A new law to crack down on predatory landlords who exploit vulnerable people for sex in return for free or discounted rent is being considered, Home Secretary Suella Braverman (main picture) has announced.
Her department is seeking the views of victims, the police and charities as part of a call for evidence launching today to better understand the scale and nature of the ‘sex for rent’ exchange in the UK.
‘Sex for rent’ arrangements are already illegal under the Sexual Offences Act, and landlords can already be prosecuted for attempting to engage the practice.
The consultation will look at whether these laws go far enough, or if new measures are needed to tackle the issue and better protect vulnerable people from harm.

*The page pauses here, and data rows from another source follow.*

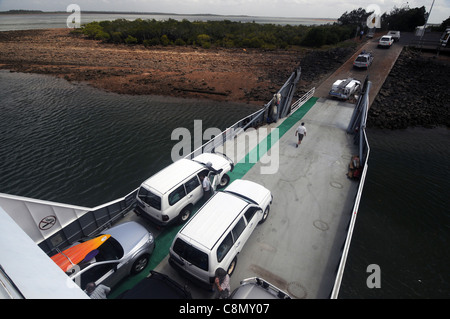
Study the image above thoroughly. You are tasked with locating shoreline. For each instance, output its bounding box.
[0,29,356,105]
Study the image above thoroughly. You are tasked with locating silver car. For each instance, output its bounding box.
[69,222,155,289]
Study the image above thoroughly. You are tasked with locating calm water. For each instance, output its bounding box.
[0,71,450,298]
[0,11,336,31]
[340,128,450,299]
[0,70,260,207]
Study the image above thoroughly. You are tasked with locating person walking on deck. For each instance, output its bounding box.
[295,122,306,147]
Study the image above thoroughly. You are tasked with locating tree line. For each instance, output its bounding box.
[74,19,353,50]
[74,7,434,50]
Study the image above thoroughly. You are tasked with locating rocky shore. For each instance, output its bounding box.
[0,29,356,104]
[367,48,450,129]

The practice has been in and out of the headlines in recent years, including the high profile case of Christopher Cox who, in May 2022, was found guilty of the crime and jailed for 12 months.

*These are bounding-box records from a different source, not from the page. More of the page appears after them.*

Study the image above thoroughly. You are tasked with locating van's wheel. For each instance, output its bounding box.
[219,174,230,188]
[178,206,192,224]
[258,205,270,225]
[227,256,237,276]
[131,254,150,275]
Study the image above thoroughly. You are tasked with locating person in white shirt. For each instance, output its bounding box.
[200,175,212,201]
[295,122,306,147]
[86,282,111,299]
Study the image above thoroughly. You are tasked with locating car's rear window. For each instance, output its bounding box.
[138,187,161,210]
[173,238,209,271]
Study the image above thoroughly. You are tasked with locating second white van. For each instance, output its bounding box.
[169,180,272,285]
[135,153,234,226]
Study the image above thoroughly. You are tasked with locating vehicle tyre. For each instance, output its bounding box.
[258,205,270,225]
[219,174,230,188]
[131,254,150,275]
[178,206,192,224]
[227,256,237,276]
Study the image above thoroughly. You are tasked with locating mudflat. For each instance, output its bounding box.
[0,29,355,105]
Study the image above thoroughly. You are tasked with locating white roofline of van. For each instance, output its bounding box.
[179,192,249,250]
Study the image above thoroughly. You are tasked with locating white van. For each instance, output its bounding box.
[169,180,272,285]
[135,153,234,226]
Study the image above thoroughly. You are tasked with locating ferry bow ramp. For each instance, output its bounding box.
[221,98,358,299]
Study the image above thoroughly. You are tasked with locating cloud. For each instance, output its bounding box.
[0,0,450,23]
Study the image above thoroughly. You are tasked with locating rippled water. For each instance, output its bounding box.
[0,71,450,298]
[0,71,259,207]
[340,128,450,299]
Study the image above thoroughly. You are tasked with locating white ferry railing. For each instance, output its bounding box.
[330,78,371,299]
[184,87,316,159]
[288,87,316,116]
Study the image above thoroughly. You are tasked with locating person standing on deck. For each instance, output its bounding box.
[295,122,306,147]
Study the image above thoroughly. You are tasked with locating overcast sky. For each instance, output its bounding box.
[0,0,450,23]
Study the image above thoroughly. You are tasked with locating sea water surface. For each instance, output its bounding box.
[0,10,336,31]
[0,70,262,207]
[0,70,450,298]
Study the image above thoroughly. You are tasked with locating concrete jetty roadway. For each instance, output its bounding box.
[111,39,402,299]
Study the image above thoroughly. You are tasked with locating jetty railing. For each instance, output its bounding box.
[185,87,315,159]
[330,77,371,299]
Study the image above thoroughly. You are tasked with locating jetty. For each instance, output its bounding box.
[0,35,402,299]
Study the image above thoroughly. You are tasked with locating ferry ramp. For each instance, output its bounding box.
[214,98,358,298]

“It’s wholly unacceptable that vulnerable people, and particularly young women, are being exploited in ‘sex for rent’ arrangements,” says Braverman.
“This is an abuse of power which puts people in desperate situations and has no place in our country.

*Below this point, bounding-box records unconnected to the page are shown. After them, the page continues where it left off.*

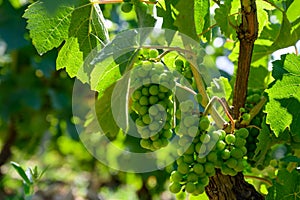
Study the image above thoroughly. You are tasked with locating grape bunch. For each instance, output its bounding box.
[131,61,175,151]
[169,100,249,195]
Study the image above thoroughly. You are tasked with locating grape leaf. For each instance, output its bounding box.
[23,0,74,55]
[265,55,300,136]
[207,77,232,101]
[248,65,270,89]
[215,0,236,38]
[23,0,108,79]
[252,13,300,61]
[194,0,210,39]
[266,169,300,200]
[174,0,198,41]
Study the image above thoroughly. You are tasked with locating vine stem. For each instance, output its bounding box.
[203,96,235,133]
[244,175,273,186]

“The launch of this public call for evidence brings us closer to ending this deeply harmful trend and better protecting victims.
“And it is another example of how this government will not stop in our efforts to bring more sexual and domestic abusers to justice.
According to research by polling firm YouGov, carried out on behalf of the housing charity Shelter, nearly 1 in 50 women in England have been propositioned for ‘sex for rent’ in the last five years.